Утро двадцатого июня текущего года было поистине великолепно. На небе ни пятнышка; яркое солнце слепит очи; ветерок чуть порхает; птички щебечут упоительно. Думал, думал Степан Филимоныч, созерцая красоту природы из маленьких окон своей маленькой дачки, да и решился сходить выкупаться. «Таня еще спит, — размышлял он, — ну и пускай ее спит; а тем временем схожу-ка я, поручик в отставке, искупаться». Взял он простыню и отправился. Было бы излишне, да и неприлично, пожалуй, описывать внутренность купальни и самих купающихся, как излишне и неприлично говорить о некоторых наших литературных органах и их полемических приемах, потому мы и пройдем все это молчанием, упомянув, однако, что обряд купанья поручик в отставке исправил надлежащим образом. Вышедши из конуры, именуемой на языке парголовцев ванной, Степан Филимоныч не пошел прямо домой, но уклонился в сторону и в поле наткнулся на толпу народа, собравшуюся вокруг чего-то.
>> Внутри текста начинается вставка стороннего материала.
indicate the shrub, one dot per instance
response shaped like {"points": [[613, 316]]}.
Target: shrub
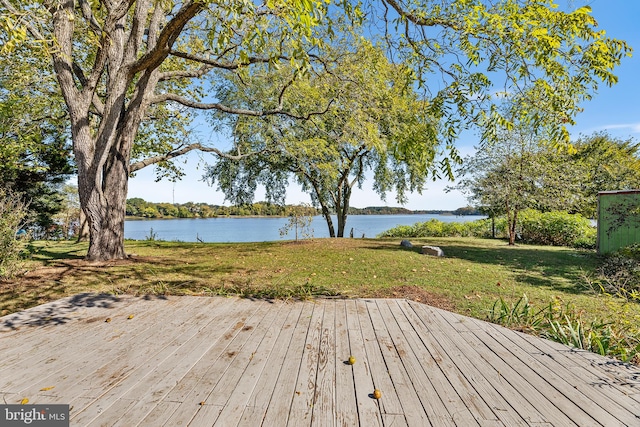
{"points": [[556, 228], [13, 214], [620, 272]]}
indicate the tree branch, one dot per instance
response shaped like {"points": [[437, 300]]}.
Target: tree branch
{"points": [[85, 8], [167, 37], [191, 147], [225, 65], [231, 110]]}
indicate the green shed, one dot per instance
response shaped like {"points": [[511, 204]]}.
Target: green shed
{"points": [[618, 219]]}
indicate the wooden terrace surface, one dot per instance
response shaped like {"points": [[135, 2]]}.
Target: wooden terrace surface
{"points": [[202, 361]]}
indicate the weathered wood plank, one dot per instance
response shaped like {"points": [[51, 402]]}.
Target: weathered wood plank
{"points": [[31, 350], [464, 404], [235, 387], [513, 382], [66, 366], [278, 410], [621, 378], [263, 391], [325, 398], [577, 390], [434, 409], [304, 398], [575, 404], [431, 369], [190, 382], [346, 410], [379, 370], [368, 409], [408, 394], [146, 358], [274, 363]]}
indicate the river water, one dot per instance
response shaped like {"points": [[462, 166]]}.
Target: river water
{"points": [[264, 229]]}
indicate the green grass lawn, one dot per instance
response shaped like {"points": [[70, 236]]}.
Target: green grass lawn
{"points": [[474, 275]]}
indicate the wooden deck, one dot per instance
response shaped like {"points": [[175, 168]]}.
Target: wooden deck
{"points": [[225, 361]]}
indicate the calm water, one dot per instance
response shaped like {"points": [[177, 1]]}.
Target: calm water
{"points": [[243, 229]]}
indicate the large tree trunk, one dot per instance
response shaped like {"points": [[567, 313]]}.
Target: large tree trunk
{"points": [[342, 211], [103, 203], [327, 216]]}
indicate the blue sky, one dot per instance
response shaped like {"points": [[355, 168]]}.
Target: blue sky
{"points": [[613, 109]]}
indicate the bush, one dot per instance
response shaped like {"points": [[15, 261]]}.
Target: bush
{"points": [[617, 336], [13, 214], [620, 272], [552, 228]]}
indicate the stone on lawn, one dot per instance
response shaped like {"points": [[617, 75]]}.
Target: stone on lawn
{"points": [[432, 250]]}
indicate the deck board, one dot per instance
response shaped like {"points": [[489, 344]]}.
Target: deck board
{"points": [[236, 362]]}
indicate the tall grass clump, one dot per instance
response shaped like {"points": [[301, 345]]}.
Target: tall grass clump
{"points": [[617, 336], [13, 215]]}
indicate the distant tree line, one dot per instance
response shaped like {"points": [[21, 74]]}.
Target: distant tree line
{"points": [[138, 207]]}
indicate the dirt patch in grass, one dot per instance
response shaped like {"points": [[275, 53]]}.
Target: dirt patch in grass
{"points": [[416, 293]]}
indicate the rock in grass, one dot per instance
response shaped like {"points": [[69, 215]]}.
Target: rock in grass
{"points": [[432, 250], [406, 244]]}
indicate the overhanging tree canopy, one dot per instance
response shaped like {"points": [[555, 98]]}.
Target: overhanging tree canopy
{"points": [[128, 66], [373, 121]]}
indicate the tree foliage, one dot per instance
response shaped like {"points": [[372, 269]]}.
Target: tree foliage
{"points": [[13, 217], [35, 153], [132, 72], [372, 121], [506, 179]]}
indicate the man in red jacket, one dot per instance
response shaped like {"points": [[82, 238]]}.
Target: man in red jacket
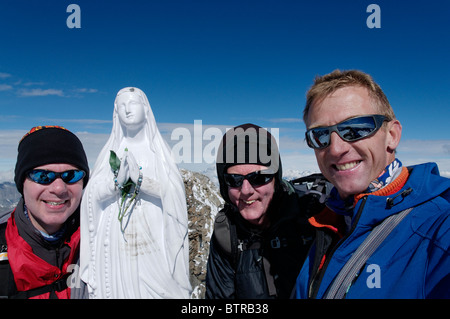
{"points": [[40, 240]]}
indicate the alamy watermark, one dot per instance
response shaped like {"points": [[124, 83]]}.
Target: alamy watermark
{"points": [[201, 145]]}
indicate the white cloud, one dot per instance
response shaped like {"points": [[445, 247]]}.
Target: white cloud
{"points": [[85, 90], [5, 87], [40, 92]]}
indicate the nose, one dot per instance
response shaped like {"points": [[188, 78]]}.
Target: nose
{"points": [[337, 145], [58, 187], [247, 188]]}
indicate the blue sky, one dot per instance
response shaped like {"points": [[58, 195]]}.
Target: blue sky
{"points": [[222, 62]]}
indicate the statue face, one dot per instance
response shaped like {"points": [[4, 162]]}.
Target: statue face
{"points": [[131, 110]]}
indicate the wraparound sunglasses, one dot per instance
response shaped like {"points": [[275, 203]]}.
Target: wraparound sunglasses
{"points": [[257, 178], [45, 177], [350, 130]]}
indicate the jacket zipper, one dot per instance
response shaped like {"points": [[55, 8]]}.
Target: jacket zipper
{"points": [[313, 294]]}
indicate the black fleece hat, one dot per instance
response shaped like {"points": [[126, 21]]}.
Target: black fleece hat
{"points": [[44, 145], [247, 144]]}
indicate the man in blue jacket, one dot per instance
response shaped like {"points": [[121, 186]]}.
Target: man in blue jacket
{"points": [[359, 251]]}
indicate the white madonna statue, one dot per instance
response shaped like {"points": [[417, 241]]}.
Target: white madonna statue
{"points": [[134, 233]]}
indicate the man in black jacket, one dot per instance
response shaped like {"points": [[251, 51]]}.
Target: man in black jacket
{"points": [[261, 236]]}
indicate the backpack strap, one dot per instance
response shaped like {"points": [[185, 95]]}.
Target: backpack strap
{"points": [[226, 236], [348, 273]]}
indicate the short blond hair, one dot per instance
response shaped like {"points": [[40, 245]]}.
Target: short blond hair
{"points": [[329, 83]]}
— Что тут такое? — с обычным любопытством спросил поручик, приближаясь к толпе.
— Да вот, ваше благородие, сапоги с башмаками нашли, — отвечал какой-то парень, побойчее других.
— Ну, и что же?
— Через станового подымать теперь будем, потому как тут дело, надо быть, уголовное.
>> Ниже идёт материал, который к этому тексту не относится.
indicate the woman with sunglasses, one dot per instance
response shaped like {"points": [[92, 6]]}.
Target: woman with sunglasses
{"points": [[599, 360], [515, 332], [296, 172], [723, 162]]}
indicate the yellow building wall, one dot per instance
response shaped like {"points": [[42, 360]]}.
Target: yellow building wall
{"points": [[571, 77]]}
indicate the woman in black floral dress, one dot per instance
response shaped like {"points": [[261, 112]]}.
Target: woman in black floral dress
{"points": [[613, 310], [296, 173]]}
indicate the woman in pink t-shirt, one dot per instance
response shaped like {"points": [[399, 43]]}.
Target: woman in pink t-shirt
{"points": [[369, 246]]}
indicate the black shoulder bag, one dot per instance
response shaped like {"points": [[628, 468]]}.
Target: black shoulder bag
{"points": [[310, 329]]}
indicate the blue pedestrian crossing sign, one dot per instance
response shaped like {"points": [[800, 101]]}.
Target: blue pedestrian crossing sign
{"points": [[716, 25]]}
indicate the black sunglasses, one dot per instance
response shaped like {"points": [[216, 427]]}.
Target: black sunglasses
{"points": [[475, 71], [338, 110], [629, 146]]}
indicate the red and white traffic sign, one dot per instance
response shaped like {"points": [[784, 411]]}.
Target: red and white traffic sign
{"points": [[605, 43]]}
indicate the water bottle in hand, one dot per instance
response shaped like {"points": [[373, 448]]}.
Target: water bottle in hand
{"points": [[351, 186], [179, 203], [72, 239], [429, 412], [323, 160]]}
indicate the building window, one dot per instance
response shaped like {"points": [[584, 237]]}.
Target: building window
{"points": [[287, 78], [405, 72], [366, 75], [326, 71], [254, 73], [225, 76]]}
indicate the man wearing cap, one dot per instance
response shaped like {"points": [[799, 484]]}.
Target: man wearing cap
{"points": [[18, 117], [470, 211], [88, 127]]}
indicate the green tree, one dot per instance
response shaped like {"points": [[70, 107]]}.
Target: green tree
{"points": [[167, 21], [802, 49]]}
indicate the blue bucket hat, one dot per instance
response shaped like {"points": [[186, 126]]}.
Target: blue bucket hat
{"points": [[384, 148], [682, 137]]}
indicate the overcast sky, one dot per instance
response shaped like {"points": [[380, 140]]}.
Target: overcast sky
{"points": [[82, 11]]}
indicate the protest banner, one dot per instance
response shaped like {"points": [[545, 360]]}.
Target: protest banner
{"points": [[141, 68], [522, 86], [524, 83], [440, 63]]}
— Отчего же ты думаешь, что тут уголовное дело?
— А потому, что оченно дегтем они все измазаны.
Посмотрел Степан Филимоныч на сапоги, посмотрел на башмаки, пожал плечами, да и пошел домой, размышляя о том, как человек способен на все смотреть сквозь увеличительное стекло. По приходе домой Степан Филимоныч приказал поставить самовар и велел кухарке разбудить Таню.
— Что же, будила барышню? — спросил он кухарку, когда та поставила на стол тульское чудовище, свиставшее, хрипевшее и даже плевавшее во все стороны.
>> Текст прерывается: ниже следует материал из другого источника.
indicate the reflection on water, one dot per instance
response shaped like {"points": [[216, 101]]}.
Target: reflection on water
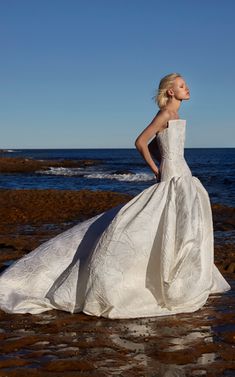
{"points": [[185, 345]]}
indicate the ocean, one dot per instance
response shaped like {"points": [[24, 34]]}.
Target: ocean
{"points": [[123, 170]]}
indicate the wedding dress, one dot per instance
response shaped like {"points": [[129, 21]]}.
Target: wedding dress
{"points": [[150, 257]]}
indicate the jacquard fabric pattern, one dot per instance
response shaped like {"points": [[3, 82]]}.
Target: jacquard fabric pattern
{"points": [[150, 257]]}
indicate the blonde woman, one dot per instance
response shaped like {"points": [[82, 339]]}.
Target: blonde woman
{"points": [[153, 256]]}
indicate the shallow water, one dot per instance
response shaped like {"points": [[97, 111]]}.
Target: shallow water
{"points": [[59, 343]]}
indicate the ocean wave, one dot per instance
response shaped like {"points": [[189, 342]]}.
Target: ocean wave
{"points": [[62, 171], [127, 177]]}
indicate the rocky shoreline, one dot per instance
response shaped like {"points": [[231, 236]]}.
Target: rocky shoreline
{"points": [[29, 165], [58, 343]]}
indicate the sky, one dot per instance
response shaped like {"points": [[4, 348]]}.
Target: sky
{"points": [[82, 73]]}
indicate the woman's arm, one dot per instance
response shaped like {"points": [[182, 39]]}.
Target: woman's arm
{"points": [[141, 143]]}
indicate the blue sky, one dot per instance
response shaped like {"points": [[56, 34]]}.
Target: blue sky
{"points": [[79, 74]]}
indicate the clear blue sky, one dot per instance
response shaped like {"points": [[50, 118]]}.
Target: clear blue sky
{"points": [[78, 74]]}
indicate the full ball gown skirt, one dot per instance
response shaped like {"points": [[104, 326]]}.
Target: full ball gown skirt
{"points": [[153, 256]]}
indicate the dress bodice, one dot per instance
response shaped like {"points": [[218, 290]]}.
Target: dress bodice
{"points": [[171, 147]]}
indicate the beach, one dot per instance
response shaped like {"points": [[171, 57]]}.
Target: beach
{"points": [[59, 343]]}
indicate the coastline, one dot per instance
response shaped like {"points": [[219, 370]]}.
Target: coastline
{"points": [[59, 343]]}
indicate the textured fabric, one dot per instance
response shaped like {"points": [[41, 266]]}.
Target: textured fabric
{"points": [[152, 256]]}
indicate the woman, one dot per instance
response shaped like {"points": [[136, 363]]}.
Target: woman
{"points": [[150, 257]]}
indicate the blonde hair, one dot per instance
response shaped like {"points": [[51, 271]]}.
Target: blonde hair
{"points": [[161, 97]]}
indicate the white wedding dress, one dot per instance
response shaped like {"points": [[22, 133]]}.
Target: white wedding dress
{"points": [[150, 257]]}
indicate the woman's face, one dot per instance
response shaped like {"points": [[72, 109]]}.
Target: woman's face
{"points": [[180, 89]]}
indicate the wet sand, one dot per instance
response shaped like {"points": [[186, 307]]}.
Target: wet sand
{"points": [[57, 343]]}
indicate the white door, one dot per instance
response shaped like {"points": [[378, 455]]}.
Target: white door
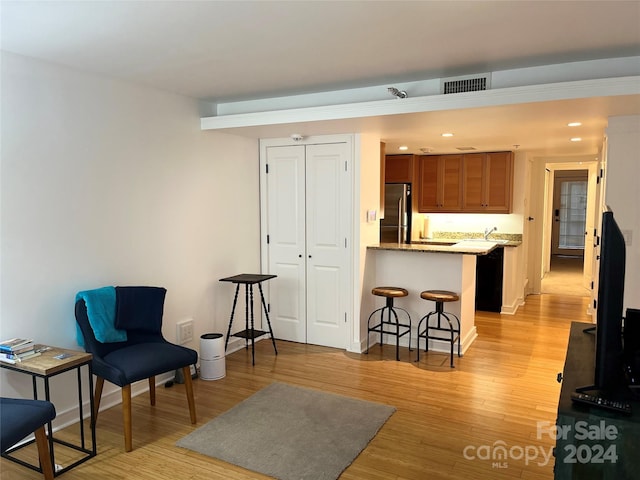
{"points": [[308, 219], [286, 242], [328, 214]]}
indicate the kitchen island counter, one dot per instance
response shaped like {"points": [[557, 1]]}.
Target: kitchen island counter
{"points": [[419, 267], [467, 248]]}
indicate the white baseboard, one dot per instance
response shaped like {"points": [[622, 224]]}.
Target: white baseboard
{"points": [[111, 396], [513, 308]]}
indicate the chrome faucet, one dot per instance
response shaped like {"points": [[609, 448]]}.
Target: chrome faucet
{"points": [[489, 231]]}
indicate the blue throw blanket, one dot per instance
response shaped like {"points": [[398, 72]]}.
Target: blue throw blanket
{"points": [[101, 310]]}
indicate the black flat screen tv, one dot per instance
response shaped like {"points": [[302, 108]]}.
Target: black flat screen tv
{"points": [[609, 377]]}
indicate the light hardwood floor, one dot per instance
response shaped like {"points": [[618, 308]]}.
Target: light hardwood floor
{"points": [[498, 392]]}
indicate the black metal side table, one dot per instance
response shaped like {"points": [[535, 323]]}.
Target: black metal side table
{"points": [[54, 361], [248, 280]]}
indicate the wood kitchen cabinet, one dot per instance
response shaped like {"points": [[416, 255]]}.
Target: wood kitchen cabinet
{"points": [[440, 183], [487, 180], [469, 183], [398, 169]]}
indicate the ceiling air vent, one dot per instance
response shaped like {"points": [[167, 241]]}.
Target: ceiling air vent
{"points": [[472, 83]]}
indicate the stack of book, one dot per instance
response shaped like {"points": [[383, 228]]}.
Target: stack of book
{"points": [[17, 350]]}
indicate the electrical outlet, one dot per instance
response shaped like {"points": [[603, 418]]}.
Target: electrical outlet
{"points": [[184, 331]]}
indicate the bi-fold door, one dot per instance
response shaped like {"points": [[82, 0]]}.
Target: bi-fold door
{"points": [[308, 218]]}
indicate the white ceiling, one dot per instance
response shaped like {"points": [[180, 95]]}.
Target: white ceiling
{"points": [[236, 50]]}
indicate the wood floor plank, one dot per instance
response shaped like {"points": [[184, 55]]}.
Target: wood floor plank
{"points": [[499, 390]]}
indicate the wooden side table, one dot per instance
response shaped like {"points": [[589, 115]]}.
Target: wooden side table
{"points": [[248, 280], [51, 362]]}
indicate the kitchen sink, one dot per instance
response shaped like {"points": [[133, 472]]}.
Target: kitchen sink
{"points": [[493, 240], [476, 243]]}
— Будила, да они не откликаются, — отвечала служанка.
— А вот я сам пойду.
Подошедши к комнате Тани, поручик в отставке сильно застучал в дверь — ни ответа, ни привета.
— Полно дрыхнуть; пора вставать, — воскликнул суровый отец.
Ответа снова не последовало.
— Татьяна! тебе говорю! — взревел отец. Опять молчание.
Тут Степан Филимоныч немного приотворил дверь и с ужасом увидел, что дочери не было в комнате; даже кровать не была задернута пологом, а постель свежа и неизмята, как будто на нее никто и не ложился в эту ночь. Пораженный отец переступил порог и, приблизившись к столу, нашел на нем письмо, адресованное на его имя. Рука Тани. Боже! что такое? Поручик в отставке быстро разорвал конверт и — о ужас! — прочел следующее:
«Милый папенька! Извините, что я беспокою вас своим письмом, но я так любила Алешу Перепелкина, что решилась лучше умереть. Вы помните, вероятно, как намедни выживший из ума старик солдат рассказывал, как лошадь съели комары, потому мы с Алешей и решились умертвить себя этою лошадиною смертью. Для того же, чтобы вы не подумали, что мы просто сбежали и тайком обвенчались, и чтобы оставить хоть какие-нибудь следы после себя, мы намазали дегтем свои сапоги, которые, вероятно, и останутся после нашей смерти. Вы не сердитесь на меня, милый папенька, потому что я испортила дегтем старенькие полусапожки, которые все равно пришлось бы бросить. Еще прошу вас, бесценный папенька, не убиваться и не печалиться, так как еще в бытность мою в пансионе Заплевкиной я очень была склонна к мечтательности. Прощайте, папенька, целую вашу ручку и прошу поклониться всем нашим знакомым».
Как столб, повалился на пол злополучный Степан Филимоныч, прочтя это письмо.
— Ее комары заели, сам полусапожки видел, — взвизгнул он, ворочая белками и теряя рассудок.
Мы ничего больше не имеем прибавить к этой истинной, хотя и невероятной истории, ибо вовсе не намерены верить вздору, распускаемому разными досужими языками, утверждающими будто поручикова дочь просто-напросто сбежала с каким-то писцом. Вздор! ее съели комары!